In a LLM-powered autonomous agent system, LLM functions as the agent’s brain, complemented by several key components:

Planning

  • Subgoal and decomposition: The agent breaks down large tasks into smaller, manageable subgoals, enabling efficient handling of complex tasks.
  • Reflection and refinement: The agent can do self-criticism and self-reflection over past actions, learn from mistakes and refine them for future steps, thereby improving the quality of final results.

Memory

  • Short-term memory: I would consider all the in-context learning (See Prompt Engineering) as utilizing short-term memory of the model to learn.
  • Long-term memory: This provides the agent with the capability to retain and recall (infinite) information over extended periods, often by leveraging an external vector store and fast retrieval.

Tool use

  • The agent learns to call external APIs for extra information that is missing from the model weights (often hard to change after pre-training), including current information, code execution capability, access to proprietary information sources and more.

Agent Overview

Security🔗

Situational Awareness🔗

An Excellent series of essays on what happens as AI gets to superintelligence The term is how aware is the LLM of its situation. The series of articles talks about how quickly we are progressing, what we need to do etc. Very, very good.

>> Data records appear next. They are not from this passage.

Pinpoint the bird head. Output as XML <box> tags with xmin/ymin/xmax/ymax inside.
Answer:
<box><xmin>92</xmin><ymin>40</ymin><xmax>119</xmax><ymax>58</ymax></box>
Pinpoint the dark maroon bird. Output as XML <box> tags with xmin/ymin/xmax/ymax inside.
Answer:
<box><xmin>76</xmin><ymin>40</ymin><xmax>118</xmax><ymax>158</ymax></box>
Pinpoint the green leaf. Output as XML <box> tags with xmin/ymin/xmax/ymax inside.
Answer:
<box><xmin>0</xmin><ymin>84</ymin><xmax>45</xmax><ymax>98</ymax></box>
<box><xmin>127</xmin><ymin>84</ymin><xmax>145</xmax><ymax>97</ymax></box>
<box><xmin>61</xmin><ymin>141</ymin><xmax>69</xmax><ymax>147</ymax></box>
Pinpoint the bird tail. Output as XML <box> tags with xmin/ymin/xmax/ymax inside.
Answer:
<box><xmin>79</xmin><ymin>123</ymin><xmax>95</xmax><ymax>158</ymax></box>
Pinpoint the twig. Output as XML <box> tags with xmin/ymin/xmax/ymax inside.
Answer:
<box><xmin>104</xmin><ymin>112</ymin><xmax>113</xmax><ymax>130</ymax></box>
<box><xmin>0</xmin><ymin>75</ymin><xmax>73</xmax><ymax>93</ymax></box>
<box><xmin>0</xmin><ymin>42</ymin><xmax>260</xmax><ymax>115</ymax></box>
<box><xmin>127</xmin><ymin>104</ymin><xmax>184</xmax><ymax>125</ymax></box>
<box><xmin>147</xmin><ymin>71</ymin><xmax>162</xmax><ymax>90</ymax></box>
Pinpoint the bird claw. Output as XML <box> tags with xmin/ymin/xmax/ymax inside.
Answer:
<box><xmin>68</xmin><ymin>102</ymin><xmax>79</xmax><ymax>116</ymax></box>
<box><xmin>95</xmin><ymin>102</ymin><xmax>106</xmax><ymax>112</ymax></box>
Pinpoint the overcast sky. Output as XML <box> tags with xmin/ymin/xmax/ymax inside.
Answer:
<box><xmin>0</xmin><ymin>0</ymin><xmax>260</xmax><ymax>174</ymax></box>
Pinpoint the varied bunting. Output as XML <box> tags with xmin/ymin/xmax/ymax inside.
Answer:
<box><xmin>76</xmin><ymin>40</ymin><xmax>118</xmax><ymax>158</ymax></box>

  • I. From GPT-4 to AGI: Counting the OOMs

AGI by 2027 is strikingly plausible. GPT-2 to GPT-4 took us from ~preschooler to ~smart high-schooler abilities in 4 years. Tracing trendlines in compute (~0.5 orders of magnitude or OOMs/year), algorithmic efficiencies (~0.5 OOMs/year), and “unhobbling” gains (from chatbot to agent), we should expect another preschooler-to-high-schooler-sized qualitative jump by 2027.

  • II. From AGI to Superintelligence: the Intelligence Explosion

AI progress won’t stop at human-level. Hundreds of millions of AGIs could automate AI research, compressing a decade of algorithmic progress (5+ OOMs) into ≤1 year. We would rapidly go from human-level to vastly superhuman AI systems. The power—and the peril—of superintelligence would be dramatic.

  • IIIa. Racing to the Trillion-Dollar Cluster

The most extraordinary techno-capital acceleration has been set in motion. As AI revenue grows rapidly, many trillions of dollars will go into GPU, data center, and power buildout before the end of the decade. The industrial mobilization, including growing US electricity production by 10s of percent, will be intense.

  • IIIb. Lock Down the Labs: Security for AGI

The nation’s leading AI labs treat security as an afterthought. Currently, they’re basically handing the key secrets for AGI to the CCP on a silver platter. Securing the AGI secrets and weights against the state-actor threat will be an immense effort, and we’re not on track.

  • IIIc. Superalignment

Reliably controlling AI systems much smarter than we are is an unsolved technical problem. And while it is a solvable problem, things could easily go off the rails during a rapid intelligence explosion. Managing this will be extremely tense; failure could easily be catastrophic.

  • IIId. The Free World Must Prevail

Superintelligence will give a decisive economic and military advantage. China isn’t at all out of the game yet. In the race to AGI, the free world’s very survival will be at stake. Can we maintain our preeminence over the authoritarian powers? And will we manage to avoid self-destruction along the way?

  • IV. The Project

As the race to AGI intensifies, the national security state will get involved. The USG will wake from its slumber, and by 27/28 we’ll get some form of government AGI project. No startup can handle superintelligence. Somewhere in a SCIF, the endgame will be on.